Tutorial Overview

Abstract

In this tutorial, you will learn how to use the future framework to turn sequential R code into parallel R code with minimal effort.

There are a few ways to parallelize R code. Some solutions come built-in with R (parallel package) and others are provided through R packages available on CRAN. The future framework, available on CRAN since 2015 and used by hundreds of R packages, is designed to unify and leverage common parallelization frameworks in R, to make new and existing R code faster with minimal effort by the developer.

The futureverse (https://futureverse.org) allows you, as the developer, to stay with your favorite programming style. For example, future.apply provides one-to-one alternatives to base R’s apply() and lapply() functions, furrr provides alternatives to purrr’s map() functions, and doFuture provides support for using foreach’s foreach() ...%dopar% syntax.

At the same time, the user can switch to a parallel backend of their choice – e.g., they can parallelize on their local machine, across multiple local or remote machines, towards the cloud, or on a job-scheduler on a high-performance computing (HPC) cluster. As a developer, you do not have to worry about which backend the user picks – your future-based code will remain the same regardless of the parallel backend.

PS. We will not cover asynchronous Shiny programming using futures and promises in this tutorial.
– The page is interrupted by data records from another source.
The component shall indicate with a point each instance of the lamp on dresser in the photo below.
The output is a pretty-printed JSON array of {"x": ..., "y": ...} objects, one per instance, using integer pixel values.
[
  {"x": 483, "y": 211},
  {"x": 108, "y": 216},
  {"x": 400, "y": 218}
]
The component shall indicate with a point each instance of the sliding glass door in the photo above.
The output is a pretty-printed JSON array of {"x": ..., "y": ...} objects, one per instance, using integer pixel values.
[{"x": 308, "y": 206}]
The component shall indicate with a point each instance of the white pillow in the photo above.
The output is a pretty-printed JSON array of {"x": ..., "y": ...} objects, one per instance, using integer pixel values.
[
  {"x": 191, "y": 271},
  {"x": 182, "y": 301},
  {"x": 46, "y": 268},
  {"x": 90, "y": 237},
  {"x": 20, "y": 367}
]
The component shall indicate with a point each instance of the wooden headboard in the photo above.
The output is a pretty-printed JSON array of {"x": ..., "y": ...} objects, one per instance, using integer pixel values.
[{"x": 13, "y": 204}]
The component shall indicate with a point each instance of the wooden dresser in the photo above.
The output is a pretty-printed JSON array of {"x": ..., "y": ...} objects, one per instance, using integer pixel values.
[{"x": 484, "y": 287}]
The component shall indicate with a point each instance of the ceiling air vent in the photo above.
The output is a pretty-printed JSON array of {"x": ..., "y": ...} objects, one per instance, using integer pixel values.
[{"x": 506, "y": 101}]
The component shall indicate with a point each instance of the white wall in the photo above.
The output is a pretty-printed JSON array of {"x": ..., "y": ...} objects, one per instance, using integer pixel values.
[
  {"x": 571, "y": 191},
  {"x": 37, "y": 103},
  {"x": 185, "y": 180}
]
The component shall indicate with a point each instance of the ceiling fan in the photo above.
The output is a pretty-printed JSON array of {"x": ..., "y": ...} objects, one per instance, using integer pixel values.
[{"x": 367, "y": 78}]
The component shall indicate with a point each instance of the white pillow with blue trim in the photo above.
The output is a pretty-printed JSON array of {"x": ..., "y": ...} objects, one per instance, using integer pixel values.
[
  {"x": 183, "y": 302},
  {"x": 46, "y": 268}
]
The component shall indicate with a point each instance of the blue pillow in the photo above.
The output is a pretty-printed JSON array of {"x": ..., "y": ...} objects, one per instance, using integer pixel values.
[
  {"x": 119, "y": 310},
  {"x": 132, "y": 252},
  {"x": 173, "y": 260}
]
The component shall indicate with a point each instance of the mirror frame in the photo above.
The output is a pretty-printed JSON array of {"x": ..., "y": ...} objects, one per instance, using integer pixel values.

Acknowledgements: This tutorial and other work on futureverse is funded by Essential Open Source Software programme ran by the Chan Zuckerberg Initiative (CZI EOSS #4).

Objectives

After completing this tutorial, my hope is that you:

  • find parallelization less magic

  • find parallelization less intimidating

  • feel comfortable parallelize your own R code

and understand how the future framework:

  • significantly lowers the bar to get started with parallelization

  • helps you avoid common mistakes and issues

  • takes care of many things you otherwise have to worry about

  • scales and is “future” proof

  • keeps getting improved

Preparing for this tutorial

  • R version: R (>= 4.0.0) is recommended, but all of the tutorial should work with R (>= 3.5.0). R 4.2.0 was released on April 22, 2022.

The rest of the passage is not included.